Un parcours semé d'embûches

À tel point que certains peuvent être tentés par une reconversion aussi peu classique que délicate : passer du top au middle management, accepter de rétrograder pour mieux se réorienter ou pour repartir du bon pied. Mais si certains y pensent, peu se lancent. C'est pourquoi la démarche reste très marginale dans l'Hexagone. « En France, déplore Vincent Maillard, il faut à tout prix progresser. C'est la course à la promotion qui règne. » Et l'inverse est encore mal vu. « La plupart des recruteurs restent frileux à l'idée d'embaucher quelqu'un qui postule à un échelon inférieur, met en garde Richard Bèque, directeur du cabinet de conseil Homme et Mobilité. En interne comme en externe, une telle démarche est d'abord interprétée comme le signe d'un échec dans les précédentes fonctions. » Mieux vaut donc être prévenu : dans la plupart des cas, les candidats au nouveau départ doivent s'attendre à un parcours semé d'embûches.

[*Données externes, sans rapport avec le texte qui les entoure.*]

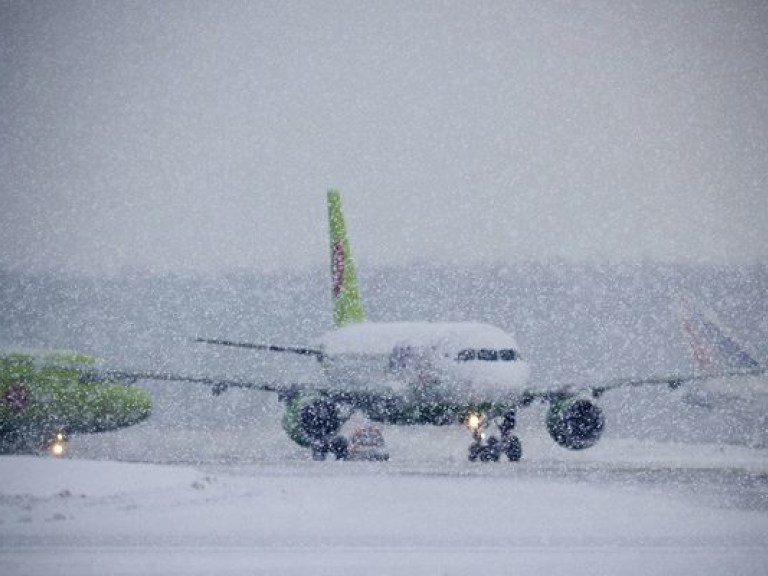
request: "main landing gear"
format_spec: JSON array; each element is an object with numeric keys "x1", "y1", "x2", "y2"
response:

Avant tout, un bilan de carrière s'impose : car si le top manager ne manque pas de compétences, « il s'agit de définir celles qui seront exploitables dans l'exercice de ses nouvelles fonctions », conseille Jean-Luc Cerdin, professeur de gestion des ressources humaines à l'Essec. Et de les mettre en avant ! Ainsi, rien ne sert de vanter ses connaissances financières quand on prétend au poste de responsable régional des ventes. En revanche, un ancien directeur financier aura tout intérêt à mettre en valeur sa vision à long terme du marché, vision qui manque au middle management, très attaché aux résultats mensuels. Mais, paradoxalement, s'ils ont toutes les cartes en main, une formation complémentaire reste indispensable. « Elle est même absolument obligatoire afin de rassurer le futur recruteur », insiste Jean-Luc Cerdin. Une formation qui devra être adaptée au secteur visé et qui – rappelons-le – peut être financée par l'entreprise lorsqu'il s'agit de mobilité interne. Enfin, tous les candidats devront suivre une formation en management ou en coaching pour apprendre – ou réapprendre – à diriger les juniors qui forment le plus souvent les équipes de terrain.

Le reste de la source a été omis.